With reference to the application of the group system of rates, the assistant freight traffic manager for the Pennsylvania Company testified that in making the coal rate to Chicago the greatest consideration had been the matter of giving shippers similarly situated an opportunity to compete in a given market. He further said he thought that distance originally had something to do with the fixing of any rate to Chicago but did not know that distance, alone, was compelling in fixing the so-called boundaries of the Springfield group, and that from the appearance of the map distance did not have much to do with fixing the group. He expressed the opinion that the Springfield group was only partially logical. Since the group was fixed, conditions have changed to an extent that would warrant the road to say that the rate now prevailing from Canteen and Collinsville to Chicago is “somewhat high on the basis of relativity— not per se.” Taking the group arrangement as a whole, there must be some rates that are unreasonable per se and others that are reasonable.
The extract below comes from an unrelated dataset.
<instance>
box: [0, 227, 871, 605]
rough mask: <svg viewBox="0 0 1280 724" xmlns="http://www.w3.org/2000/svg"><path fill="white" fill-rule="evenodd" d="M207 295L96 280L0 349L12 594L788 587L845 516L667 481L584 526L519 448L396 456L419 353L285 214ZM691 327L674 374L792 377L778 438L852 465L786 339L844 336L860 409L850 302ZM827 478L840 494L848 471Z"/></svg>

It is manifest that the system of grouping that fixes for one member of the group a rate that is so much greater than that accorded to another not materially different in its situation must operate as a discrimination against the former, whether intended or not.

An argument pressed against the lower rate asked by appellant is, that if it be accorded a lower rate those mines in the northern portion of the group to which they belong will demand a lower rate and those south of Collinsville will demand that they be taken into the Springfield group. The question is an administrative one, with which the courts primarily have nothing to do. Whether the group system of making rates is good, bad or indifferent is not a legal question. But it is not easily understood how a rate of $1.85 to Chicago is a fair and proper rate for the appellant's mines when another mine only three miles nearer the market, not materially different in situation, is accorded a rate of $1.65 to the same market. So the argument is pressed that a general disturbance of rates will result if the rate now in question is permitted. Whether the group system of rate-making is right is not presented. The commission is charged with the duty of adjusting rates when complaint is made. Its decisions are subject to review by this court. The only question before us in this case is whether its decision has any reasonable support in the record. (Wabash, Chester and Western Railroad Co. v. Commerce Com. supra.) We are of the opinion that it has.

The judgment of the circuit court is reversed and the cause is remanded to that court, with directions to enter a judgment approving the order of the commission.

Per Curiam :

The foregoing opinion reported by Mr. Commissioner Crow is hereby adopted as the opinion of the court, and judgment is entered in accordance therewith.

Reversed and remanded, with directions.